ACT III.

Scene 4. Page 107.

Const. And buss thee as thy wife.

In former times there was no vulgarity in this word, as the two first quotations by Mr Steevens demonstrate; but he is peculiarly unfortunate in his last example, which may without detriment be omitted in future editions. The singular vulgarity of Stanihurst's language cannot with propriety be used to exemplify the undegraded use of any word whatever.

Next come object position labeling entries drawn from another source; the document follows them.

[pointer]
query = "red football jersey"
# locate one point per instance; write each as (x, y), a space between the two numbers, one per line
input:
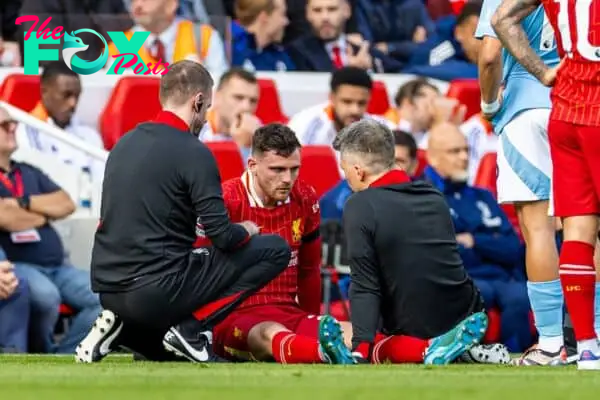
(576, 92)
(294, 219)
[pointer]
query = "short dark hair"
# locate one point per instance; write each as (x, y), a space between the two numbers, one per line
(184, 80)
(352, 76)
(275, 137)
(246, 11)
(54, 69)
(371, 140)
(412, 89)
(237, 72)
(470, 9)
(405, 139)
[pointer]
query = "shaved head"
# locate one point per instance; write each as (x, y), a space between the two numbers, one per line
(448, 152)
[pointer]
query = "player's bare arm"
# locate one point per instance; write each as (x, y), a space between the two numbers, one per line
(489, 65)
(507, 24)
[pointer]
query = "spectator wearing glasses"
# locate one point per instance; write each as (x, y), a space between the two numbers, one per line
(257, 36)
(327, 47)
(487, 243)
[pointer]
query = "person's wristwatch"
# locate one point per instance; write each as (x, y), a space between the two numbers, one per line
(24, 201)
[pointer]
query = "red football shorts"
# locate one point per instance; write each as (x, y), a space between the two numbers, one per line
(230, 337)
(575, 152)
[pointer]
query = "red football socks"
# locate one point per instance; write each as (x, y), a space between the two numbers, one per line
(578, 280)
(398, 349)
(289, 348)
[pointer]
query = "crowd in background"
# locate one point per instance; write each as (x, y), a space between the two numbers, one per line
(347, 39)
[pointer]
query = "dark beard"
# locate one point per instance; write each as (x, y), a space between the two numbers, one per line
(196, 124)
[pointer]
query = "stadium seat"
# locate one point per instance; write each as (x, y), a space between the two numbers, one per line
(269, 105)
(133, 100)
(492, 334)
(22, 91)
(319, 168)
(229, 159)
(421, 162)
(466, 91)
(380, 101)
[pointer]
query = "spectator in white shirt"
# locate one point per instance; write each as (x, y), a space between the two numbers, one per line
(348, 100)
(60, 91)
(232, 116)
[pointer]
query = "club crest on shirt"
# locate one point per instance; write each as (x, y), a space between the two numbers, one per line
(237, 333)
(297, 230)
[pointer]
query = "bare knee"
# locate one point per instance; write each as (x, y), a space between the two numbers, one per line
(536, 225)
(260, 339)
(581, 229)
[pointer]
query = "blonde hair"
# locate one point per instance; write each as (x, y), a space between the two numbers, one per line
(246, 11)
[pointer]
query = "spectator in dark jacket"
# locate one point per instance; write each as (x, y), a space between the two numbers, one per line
(327, 47)
(396, 27)
(452, 52)
(257, 36)
(487, 242)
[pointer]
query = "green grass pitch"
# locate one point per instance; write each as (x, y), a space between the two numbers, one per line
(118, 377)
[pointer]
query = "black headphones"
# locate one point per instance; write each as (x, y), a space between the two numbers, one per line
(198, 104)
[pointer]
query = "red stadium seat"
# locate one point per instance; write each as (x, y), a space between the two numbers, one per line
(380, 101)
(492, 334)
(319, 168)
(269, 106)
(229, 159)
(22, 91)
(421, 162)
(466, 91)
(132, 101)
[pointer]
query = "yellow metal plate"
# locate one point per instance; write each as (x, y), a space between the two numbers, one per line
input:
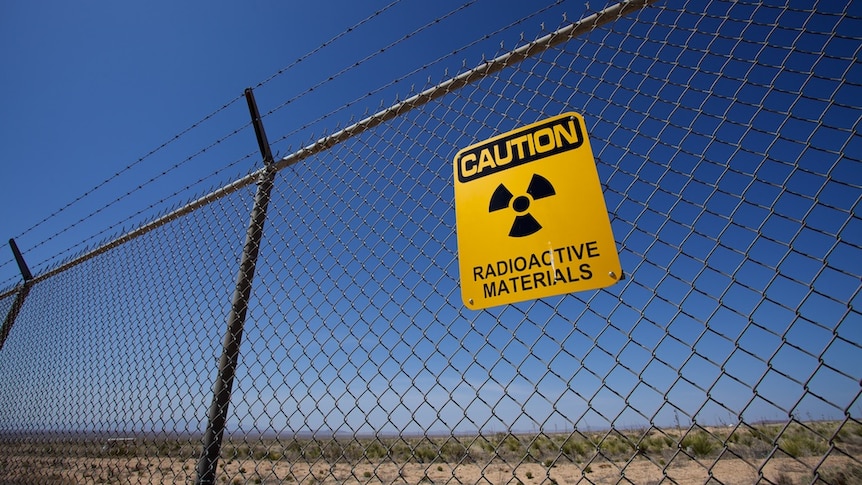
(530, 214)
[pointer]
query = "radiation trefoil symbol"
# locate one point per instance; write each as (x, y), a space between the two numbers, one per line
(524, 224)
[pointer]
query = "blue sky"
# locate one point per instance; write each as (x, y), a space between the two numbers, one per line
(95, 88)
(736, 224)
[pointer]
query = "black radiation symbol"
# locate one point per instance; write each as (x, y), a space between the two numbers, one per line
(524, 224)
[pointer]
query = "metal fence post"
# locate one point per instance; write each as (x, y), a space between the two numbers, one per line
(239, 306)
(20, 297)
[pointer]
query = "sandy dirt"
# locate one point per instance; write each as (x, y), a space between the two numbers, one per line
(59, 470)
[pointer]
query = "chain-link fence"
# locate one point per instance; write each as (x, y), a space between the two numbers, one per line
(726, 139)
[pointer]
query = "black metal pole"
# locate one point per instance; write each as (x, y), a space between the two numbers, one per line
(20, 297)
(239, 306)
(22, 265)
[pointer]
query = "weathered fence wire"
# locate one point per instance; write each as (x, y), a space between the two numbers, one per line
(726, 137)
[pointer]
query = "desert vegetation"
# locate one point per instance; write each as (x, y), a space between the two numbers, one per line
(785, 453)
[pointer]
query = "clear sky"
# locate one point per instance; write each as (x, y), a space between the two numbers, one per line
(726, 142)
(93, 88)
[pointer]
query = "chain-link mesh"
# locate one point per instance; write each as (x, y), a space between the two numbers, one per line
(726, 139)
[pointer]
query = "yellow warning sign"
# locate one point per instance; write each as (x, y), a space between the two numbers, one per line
(530, 214)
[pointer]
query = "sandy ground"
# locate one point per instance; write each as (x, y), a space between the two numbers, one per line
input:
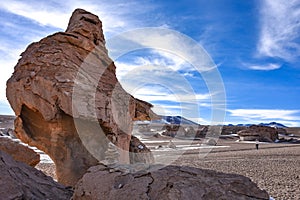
(274, 167)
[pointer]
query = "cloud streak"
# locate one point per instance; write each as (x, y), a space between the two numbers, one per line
(280, 29)
(267, 67)
(265, 114)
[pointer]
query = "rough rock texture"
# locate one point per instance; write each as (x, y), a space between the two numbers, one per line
(139, 153)
(171, 182)
(68, 101)
(261, 133)
(20, 181)
(19, 152)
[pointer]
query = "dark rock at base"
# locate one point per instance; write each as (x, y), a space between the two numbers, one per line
(170, 182)
(20, 181)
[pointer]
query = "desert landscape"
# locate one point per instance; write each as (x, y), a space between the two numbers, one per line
(274, 167)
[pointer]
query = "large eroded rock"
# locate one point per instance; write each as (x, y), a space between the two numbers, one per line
(171, 182)
(19, 151)
(68, 101)
(20, 181)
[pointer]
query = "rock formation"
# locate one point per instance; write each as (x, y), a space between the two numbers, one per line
(19, 152)
(20, 181)
(68, 101)
(171, 182)
(261, 133)
(139, 153)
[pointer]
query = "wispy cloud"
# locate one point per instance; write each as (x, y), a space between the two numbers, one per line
(266, 67)
(115, 15)
(265, 114)
(167, 43)
(280, 29)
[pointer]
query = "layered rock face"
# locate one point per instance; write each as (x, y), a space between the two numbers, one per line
(68, 101)
(19, 152)
(20, 181)
(171, 182)
(261, 133)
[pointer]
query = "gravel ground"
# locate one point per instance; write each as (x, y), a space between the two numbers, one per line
(274, 167)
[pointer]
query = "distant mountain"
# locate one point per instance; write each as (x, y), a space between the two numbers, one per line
(174, 120)
(271, 124)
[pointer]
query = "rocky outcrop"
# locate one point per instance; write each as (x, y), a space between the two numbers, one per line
(20, 181)
(171, 182)
(261, 133)
(227, 130)
(19, 152)
(68, 101)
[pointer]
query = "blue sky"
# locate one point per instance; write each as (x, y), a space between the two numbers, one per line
(255, 46)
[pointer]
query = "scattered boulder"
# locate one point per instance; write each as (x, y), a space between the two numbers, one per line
(20, 181)
(170, 182)
(201, 131)
(174, 130)
(19, 151)
(68, 101)
(190, 131)
(210, 142)
(261, 133)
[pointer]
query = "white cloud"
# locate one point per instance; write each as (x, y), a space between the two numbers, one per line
(266, 67)
(38, 11)
(167, 43)
(265, 114)
(114, 15)
(280, 29)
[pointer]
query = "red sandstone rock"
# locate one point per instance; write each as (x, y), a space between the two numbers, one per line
(68, 101)
(19, 152)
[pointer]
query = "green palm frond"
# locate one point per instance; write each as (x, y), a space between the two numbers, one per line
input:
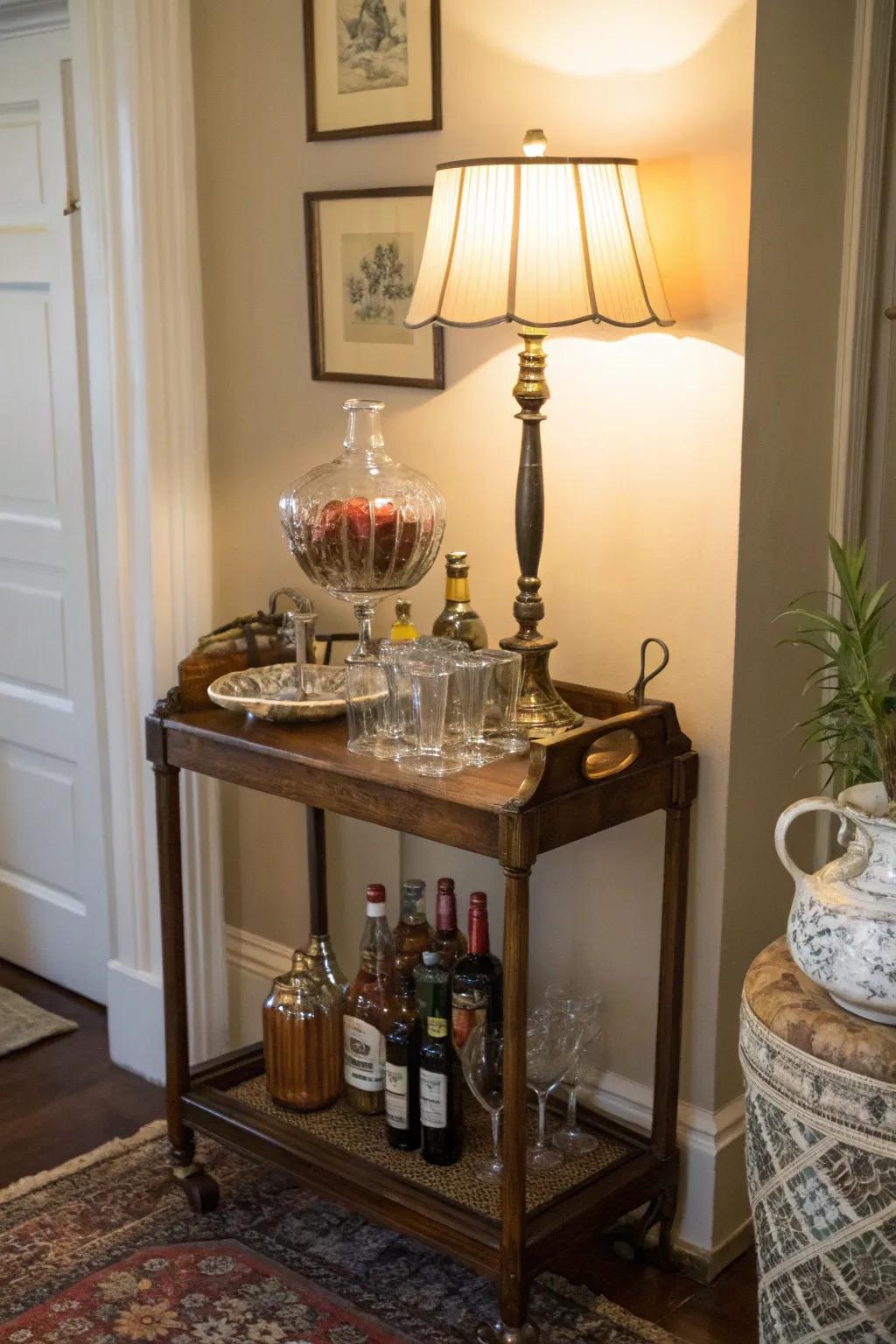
(853, 724)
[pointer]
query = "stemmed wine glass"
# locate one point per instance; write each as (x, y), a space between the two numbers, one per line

No further proof of the justice of this remark is necessary than the mention of his "dandiprat cockney Cupido," or the "blubbering Andromache," whom he describes as "stuttering and stammering to fumble out an answer to her sweeting delicat Hector;" and numerous expressions of a similar nature occur in his eccentric translation of the pure and elegant Virgil. To buss is either from the French baiser, or from some radical word common to both languages, and was formerly written bass. Thus Stanihurst, whom it may be allowable to quote on this occasion;

"That when Queen Dido shall col thee and smacklye bebasse thee:"

And the duke of Orleans, in one of his love poems written in the time of King Henry the Fifth;

"Lend me your praty mouth madame
I wis dere hart to basse it swete."

Scene 4. Page 115.

Pand. No natural exhalation in the sky,
No scape of nature, no distempered day,
No common wind, no customed event,
But they will pluck away his natural cause,
And call them meteors, prodigies and signs,
Abortives, presages, and tongues of heaven.

The old copy reads scope of nature. The alteration was made by Pope, and plausibly commented on by Warburton, who seems to have influenced Mr. Malone to adopt it. The speaker's design is to show that all the common effects of nature which he mentions would be perverted by the people; but an escape of nature would be very properly deemed an abortive. The original reading is therefore correct; nor could an apter word have been selected. Thus in King Henry the Fourth, Part I.:

"And curbs himself even of his natural scope."